If you have had limited credit prior to the current mortgage loan -- and it is also your first -- lenders may want to see how you handle those payments for a few months before refinancing. However, that is more the exception than the rule. If you've been living in your house for awhile, you not only have your credit history with the current loan, you also have your credit history with the previous mortgage loan. The prospective lender also takes your entire credit history into account. If you have solid credit, most lenders will happily refinance your loan immediately after the previous refinance.
Reasons to Refinance
In some instances, refinancing is unambiguously the right move. If your current loan is a variable rate or hybrid loan, replacing it with a fixed rate loan reduces your interest rate risk.
One circumstance that affects some homeowners is the unwillingness of many banks to offer a construction loan that converts to a fixed rate. In this case, you may have a loan that you've only had for a few months since completing construction, but one that has converted to a variable rate. It may pay to refinance this loan as soon as possible, replacing it with a fixed rate loan. Historically, U.S. fixed rate mortgages have been volatile, and on occasion have risen to more than 18 percent.
Reasons Not to Refinance
Nevertheless, credible financial sources, such as Bankrate, warn against frequent refinancing.
One reason is that every refinance comes with closing costs, usually in the low four figure range and often ranging between 2 to 4 percent of the total loan value. If you refinance often, and particularly if you move within a few years of the last refinance, you may have saved nothing. Your resulting monthly payment may be lower, but your closing costs may have substantially increased your debt in the process.
Another reason for not attempting to refinance is that your figures may no longer look good to your lender. Your income may have dropped, or a household member lost his job. In some instances, falling home prices where your house is located may mean the house no longer provides sufficient equity for a new loan.

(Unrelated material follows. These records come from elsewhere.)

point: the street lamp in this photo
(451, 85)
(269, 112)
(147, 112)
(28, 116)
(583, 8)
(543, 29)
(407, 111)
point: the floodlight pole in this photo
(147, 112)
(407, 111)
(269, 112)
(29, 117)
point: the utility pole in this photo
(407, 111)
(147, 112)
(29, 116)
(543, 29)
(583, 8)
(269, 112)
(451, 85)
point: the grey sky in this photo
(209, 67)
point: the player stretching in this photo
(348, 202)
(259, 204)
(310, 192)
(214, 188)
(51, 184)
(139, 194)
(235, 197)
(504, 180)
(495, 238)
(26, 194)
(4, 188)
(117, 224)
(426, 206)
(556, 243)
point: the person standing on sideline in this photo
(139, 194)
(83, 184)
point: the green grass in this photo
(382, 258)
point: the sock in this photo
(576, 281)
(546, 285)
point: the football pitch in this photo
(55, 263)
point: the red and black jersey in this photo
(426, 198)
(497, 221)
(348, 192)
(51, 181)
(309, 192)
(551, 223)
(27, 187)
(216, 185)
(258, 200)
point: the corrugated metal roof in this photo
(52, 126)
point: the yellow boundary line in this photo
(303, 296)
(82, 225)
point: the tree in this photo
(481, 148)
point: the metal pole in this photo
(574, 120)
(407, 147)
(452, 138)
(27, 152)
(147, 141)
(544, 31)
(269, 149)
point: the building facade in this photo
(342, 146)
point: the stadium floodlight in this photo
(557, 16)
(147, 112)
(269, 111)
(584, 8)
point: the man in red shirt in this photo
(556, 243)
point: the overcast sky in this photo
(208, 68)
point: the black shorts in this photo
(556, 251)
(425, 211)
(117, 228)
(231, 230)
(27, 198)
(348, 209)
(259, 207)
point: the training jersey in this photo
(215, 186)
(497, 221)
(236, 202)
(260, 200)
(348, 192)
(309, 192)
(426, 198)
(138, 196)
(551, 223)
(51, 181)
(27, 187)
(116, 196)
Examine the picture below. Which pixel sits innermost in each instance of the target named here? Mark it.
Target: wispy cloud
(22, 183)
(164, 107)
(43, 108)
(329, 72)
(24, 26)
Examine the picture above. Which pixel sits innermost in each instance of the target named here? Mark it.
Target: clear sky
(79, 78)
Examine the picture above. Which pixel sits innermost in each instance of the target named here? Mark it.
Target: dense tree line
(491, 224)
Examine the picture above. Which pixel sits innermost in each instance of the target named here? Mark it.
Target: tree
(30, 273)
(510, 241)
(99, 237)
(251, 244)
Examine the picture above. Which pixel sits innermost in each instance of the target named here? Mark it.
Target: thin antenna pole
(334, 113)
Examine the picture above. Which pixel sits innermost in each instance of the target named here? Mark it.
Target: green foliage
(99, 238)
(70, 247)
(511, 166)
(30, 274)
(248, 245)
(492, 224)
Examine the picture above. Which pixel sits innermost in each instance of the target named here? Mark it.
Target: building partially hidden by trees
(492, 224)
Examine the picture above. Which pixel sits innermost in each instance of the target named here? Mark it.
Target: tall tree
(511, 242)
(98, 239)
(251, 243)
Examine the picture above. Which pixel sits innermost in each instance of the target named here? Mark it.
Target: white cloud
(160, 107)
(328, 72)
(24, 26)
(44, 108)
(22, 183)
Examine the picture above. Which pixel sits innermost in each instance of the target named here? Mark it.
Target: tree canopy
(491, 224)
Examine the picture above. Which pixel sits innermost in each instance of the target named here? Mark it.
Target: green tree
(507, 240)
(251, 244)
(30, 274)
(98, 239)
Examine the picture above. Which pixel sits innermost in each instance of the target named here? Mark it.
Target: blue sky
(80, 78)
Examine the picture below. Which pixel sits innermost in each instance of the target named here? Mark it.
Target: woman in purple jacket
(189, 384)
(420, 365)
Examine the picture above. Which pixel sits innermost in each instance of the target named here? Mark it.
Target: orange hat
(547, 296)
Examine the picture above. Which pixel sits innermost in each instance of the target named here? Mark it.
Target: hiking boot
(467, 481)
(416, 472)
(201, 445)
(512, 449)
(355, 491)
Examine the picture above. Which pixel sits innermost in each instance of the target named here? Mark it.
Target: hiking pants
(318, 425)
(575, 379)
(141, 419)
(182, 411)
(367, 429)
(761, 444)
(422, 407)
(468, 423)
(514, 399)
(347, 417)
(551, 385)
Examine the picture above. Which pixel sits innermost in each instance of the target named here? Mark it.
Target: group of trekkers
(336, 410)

But in many instances, the best reason for not refinancing is that if you go to the trouble unpacking the numbers -- not the sales pitch the mortgage lender or broker may give you -- you'll discover that the savings aren't sufficient to offset the closing costs. John Wasik, writing for Reuters, warns that unless your credit score is above 700, you have steady income and the refi doesn't involve penalties and charges, you may be better off with the loan you have now.